Credit: Sora Shimazaki
He was living it up…on stolen money.
During the pandemic, the government distributed money through the Paycheck Protection Program, also known as “PPP.” The funds were designed to help small businesses continue to pay their employees during the upheaval caused by COVID-19.
Wanting to grab his share of the PPP money, a New York man reinstated a business that had been inactive since 2018. He landed almost $1 million from the U.S. government.
The money was never used for business. With a partner, the man bought two vehicles, spa services, clothing, restaurant meals, and gym memberships.
How did he get the money? He used a combination of fake and real information. It was his Social Security number and contact information, but he combined it with fake payroll reports and tax forms. The money was wired to a business account that was controlled by him.

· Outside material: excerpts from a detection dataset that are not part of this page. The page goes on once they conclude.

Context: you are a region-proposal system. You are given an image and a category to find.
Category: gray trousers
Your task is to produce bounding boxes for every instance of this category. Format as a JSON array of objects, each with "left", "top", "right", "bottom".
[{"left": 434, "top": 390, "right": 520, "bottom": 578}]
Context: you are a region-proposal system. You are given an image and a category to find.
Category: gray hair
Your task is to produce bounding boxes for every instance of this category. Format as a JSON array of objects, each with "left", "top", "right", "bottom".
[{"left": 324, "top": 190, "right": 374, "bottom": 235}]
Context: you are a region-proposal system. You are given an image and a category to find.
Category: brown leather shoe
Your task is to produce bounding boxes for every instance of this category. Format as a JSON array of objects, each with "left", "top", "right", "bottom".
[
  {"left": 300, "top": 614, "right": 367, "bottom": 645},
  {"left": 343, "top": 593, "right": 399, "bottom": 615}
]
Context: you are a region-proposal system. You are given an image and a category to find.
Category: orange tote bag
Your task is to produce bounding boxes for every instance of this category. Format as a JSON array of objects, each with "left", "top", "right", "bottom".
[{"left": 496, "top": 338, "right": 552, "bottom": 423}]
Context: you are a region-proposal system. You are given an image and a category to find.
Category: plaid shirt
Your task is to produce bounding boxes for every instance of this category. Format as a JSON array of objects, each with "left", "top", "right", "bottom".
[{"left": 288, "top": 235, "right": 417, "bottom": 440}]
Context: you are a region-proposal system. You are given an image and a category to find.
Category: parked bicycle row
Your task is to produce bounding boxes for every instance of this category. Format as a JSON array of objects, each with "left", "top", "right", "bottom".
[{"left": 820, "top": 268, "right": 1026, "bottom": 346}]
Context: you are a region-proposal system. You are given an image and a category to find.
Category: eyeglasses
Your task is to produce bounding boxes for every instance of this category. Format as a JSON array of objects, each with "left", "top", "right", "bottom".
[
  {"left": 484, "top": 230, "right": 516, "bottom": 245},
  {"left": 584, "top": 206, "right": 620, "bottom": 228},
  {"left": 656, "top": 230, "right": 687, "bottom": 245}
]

This type of fraud has become so common, it has a name: synthetic identity theft. With synthetic identity theft, a scammer uses a combination of stolen and legitimate information to commit fraud.
It’s a complex crime that has become increasingly common and is important to learn what it is and how to protect yourself.
Related: Identity Theft Statistics U.S. ➔
What Is Synthetic Identity Theft?
The term “synthetic identity theft” refers to a type of fraud that combines fake and real information.
Synthetic identity theft is a mix-and-match sort of crime.
Here are some examples:
Synthetic identity theft is nothing new.
Before the Internet, fraudsters would commit the crime in person. The Internet has made identity theft easier though. On the dark web, criminals can pay for Social Security numbers, as well as bank account information and credit card numbers.
In some cases, a person who commits synthetic identity theft has good intentions. A person with bad credit might use fake information to get a credit card or a loan to make a big purchase. That person may have full intentions of repaying the debt. The goal is simply to be able to qualify for the loan.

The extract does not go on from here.